Così Mimmo Milazzo, segretario della Cisl Sicilia, riguardo alle intenzioni manifestate dal Governo nazionale di procedere alla privatizzazione di un altro 30% di Poste Italiane. “Sarebbe una mera operazione di cassa – afferma il sindacalista – che, sull’altare di una logica squisitamente contabile, con l’unico obiettivo di ridurre il debito pubblico, sacrificherebbe la funzione sociale, la valenza economica, la storia e la cultura di un’azienda che è ancora la cassa di risparmio della gran parte dei pensionati, dei lavoratori e delle famiglie, nel Paese”.
In breve, l’eventuale seconda tranche di privatizzazione sarebbe, scrive Milazzo, “un’ipoteca sul diritto di cittadinanza”. Per di più, in un momento storico in cui l’imperativo della crescita imporrebbe, semmai, piani di investimenti e non di tagli.
“Il governo ci ripensi – esorta Giuseppe Lanzafame, segretario della Slp Cisl regionale – l’eventuale privatizzazione sarebbe un errore strategico”. E a pagare il conto, ripete con Milazzo, sarebbero il Paese e le sue aree più deboli, in particolare.
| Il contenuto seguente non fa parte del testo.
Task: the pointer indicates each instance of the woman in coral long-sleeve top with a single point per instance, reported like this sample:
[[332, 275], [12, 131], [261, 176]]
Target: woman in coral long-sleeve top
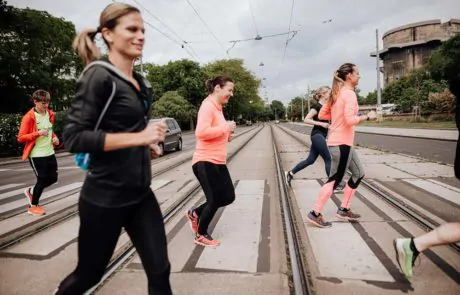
[[342, 109], [213, 133]]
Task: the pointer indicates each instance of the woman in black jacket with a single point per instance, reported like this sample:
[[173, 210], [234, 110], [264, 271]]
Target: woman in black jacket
[[116, 193]]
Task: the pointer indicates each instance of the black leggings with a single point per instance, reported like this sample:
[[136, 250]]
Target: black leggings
[[218, 188], [99, 231], [457, 159], [45, 169]]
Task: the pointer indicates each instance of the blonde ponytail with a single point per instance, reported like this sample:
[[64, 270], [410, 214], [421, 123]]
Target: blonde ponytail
[[337, 83], [339, 80], [84, 45]]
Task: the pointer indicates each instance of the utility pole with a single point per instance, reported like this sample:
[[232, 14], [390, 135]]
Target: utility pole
[[379, 93]]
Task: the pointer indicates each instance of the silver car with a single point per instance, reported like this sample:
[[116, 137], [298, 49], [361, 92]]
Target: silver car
[[173, 138]]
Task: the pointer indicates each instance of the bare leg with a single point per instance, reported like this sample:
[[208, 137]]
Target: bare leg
[[448, 233], [407, 249]]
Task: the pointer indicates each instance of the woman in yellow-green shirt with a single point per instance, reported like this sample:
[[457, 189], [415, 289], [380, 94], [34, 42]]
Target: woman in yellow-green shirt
[[36, 131]]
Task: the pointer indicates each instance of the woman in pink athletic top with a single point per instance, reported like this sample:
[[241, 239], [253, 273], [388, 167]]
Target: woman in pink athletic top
[[213, 133], [342, 109]]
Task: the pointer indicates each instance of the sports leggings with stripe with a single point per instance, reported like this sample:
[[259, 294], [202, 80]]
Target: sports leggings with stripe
[[343, 157]]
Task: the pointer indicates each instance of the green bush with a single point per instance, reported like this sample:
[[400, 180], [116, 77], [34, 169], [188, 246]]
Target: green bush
[[9, 128]]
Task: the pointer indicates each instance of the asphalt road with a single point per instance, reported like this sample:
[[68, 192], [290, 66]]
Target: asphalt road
[[431, 149], [68, 172]]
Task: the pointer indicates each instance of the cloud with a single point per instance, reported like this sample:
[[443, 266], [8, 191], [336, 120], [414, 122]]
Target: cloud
[[311, 56]]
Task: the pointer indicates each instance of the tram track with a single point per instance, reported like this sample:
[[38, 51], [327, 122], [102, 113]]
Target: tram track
[[401, 204], [187, 195], [28, 230], [299, 276]]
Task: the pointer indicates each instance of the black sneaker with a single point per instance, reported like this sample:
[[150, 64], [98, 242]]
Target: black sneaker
[[288, 177], [318, 220], [346, 214]]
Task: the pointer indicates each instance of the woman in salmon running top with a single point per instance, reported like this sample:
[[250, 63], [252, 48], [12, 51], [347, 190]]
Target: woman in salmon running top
[[342, 109], [213, 133]]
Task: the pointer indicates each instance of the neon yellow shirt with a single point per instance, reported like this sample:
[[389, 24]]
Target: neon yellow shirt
[[44, 144]]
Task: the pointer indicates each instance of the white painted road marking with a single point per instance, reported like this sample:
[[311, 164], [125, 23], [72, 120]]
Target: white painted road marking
[[159, 183], [238, 230], [45, 243]]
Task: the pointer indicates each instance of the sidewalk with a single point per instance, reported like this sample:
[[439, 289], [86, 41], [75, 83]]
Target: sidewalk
[[448, 135]]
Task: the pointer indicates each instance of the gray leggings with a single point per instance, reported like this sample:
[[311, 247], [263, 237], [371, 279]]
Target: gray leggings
[[345, 157]]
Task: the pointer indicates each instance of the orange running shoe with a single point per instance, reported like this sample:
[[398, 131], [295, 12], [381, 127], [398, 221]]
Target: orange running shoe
[[36, 211], [193, 220], [206, 240], [29, 195]]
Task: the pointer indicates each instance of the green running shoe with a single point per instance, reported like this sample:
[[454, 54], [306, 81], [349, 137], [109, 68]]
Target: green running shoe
[[405, 256]]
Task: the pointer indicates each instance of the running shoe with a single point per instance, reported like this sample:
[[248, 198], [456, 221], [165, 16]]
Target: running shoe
[[340, 187], [36, 210], [346, 214], [206, 240], [28, 195], [288, 177], [193, 220], [405, 256], [318, 220]]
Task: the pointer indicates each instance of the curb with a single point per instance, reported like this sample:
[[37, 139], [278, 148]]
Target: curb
[[396, 135]]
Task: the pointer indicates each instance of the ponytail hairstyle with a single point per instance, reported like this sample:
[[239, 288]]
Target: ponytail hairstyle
[[218, 80], [339, 79], [84, 44], [322, 92], [41, 95]]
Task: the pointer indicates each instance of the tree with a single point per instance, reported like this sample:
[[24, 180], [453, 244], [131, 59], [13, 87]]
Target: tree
[[442, 102], [370, 99], [278, 109], [294, 109], [35, 53], [173, 105]]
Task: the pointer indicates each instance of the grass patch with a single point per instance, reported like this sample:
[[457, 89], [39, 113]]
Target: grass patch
[[450, 125]]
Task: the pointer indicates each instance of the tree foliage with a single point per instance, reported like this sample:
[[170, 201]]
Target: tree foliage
[[173, 105]]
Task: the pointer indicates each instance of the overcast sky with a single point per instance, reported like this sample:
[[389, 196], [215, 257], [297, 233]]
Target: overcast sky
[[314, 53]]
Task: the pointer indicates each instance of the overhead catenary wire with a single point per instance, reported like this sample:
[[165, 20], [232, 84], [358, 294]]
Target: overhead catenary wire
[[253, 17], [289, 38], [167, 36], [258, 37], [206, 25], [184, 43], [160, 21]]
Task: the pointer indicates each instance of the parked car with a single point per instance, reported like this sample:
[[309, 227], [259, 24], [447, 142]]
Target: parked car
[[173, 138]]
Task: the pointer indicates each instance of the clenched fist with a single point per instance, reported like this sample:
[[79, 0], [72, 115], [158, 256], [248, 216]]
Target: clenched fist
[[154, 133]]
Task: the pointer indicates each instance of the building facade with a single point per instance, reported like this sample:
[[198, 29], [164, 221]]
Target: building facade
[[409, 47]]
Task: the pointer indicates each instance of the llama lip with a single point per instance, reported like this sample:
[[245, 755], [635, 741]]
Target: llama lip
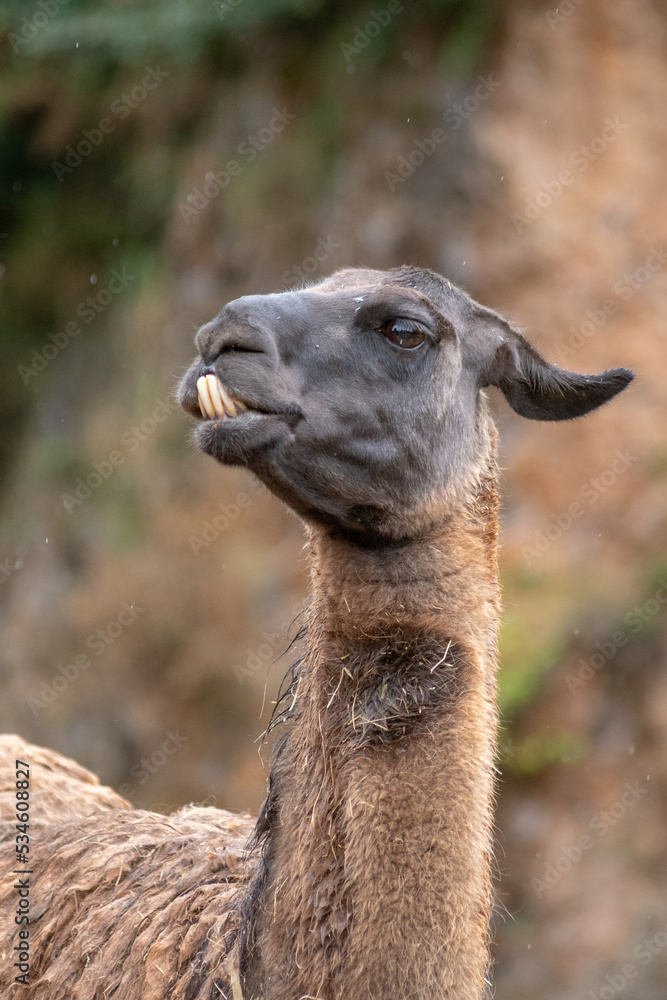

Così “la Sicilia dove i 900 part time non vedrebbero più trasformato in full time il rapporto di lavoro e dove si registrerebbero eccedenze, soprattutto nei settori della logistica e del recapito, che difficilmente troverebbero spazi di ricollocazione”. Inoltre, fondi finanziari e grandi investitori stranieri butterebbero alle ortiche attività centrali per valore sociale, anche se poco redditizie, come quelle svolte dagli uffici dei piccoli Comuni o com’è il recapito nei piccoli centri.
Insomma, “il Governo non ripeta il grave errore che fu fatto con Telecom”, si legge nella nota. Che così continua: “L’esecutivo Gentiloni accolga le perplessità che da più parti vengono manifestate. E anche dalla stessa compagine governativa. E non metta con le spalle al muro, sul piano dei diritti, i 140 mila lavoratori italiani, diecimila dei quali impegnati in Sicilia”. “Ci auguriamo – incalza Milazzo – che “sia evitato l’ulteriore inasprimento del conflitto sociale che lo scorso 4 novembre ha portato in piazza in tutta Italia, e anche in Sicilia, lavoratori e sindacati” che a Palermo sfilarono in corteo per una manifestazione regionale.
“Non permetteremo lo scempio”, le parole di Lanzafame per il quale “i lavoratori, nel tempo, hanno sanato i deficit dell’azienda consentendo attivi di bilancio annuali di un miliardo di euro”. “Non permetteremo la svendita di un gioiello che crea occupazione, servizi e redditività”, ripetono alla Cisl.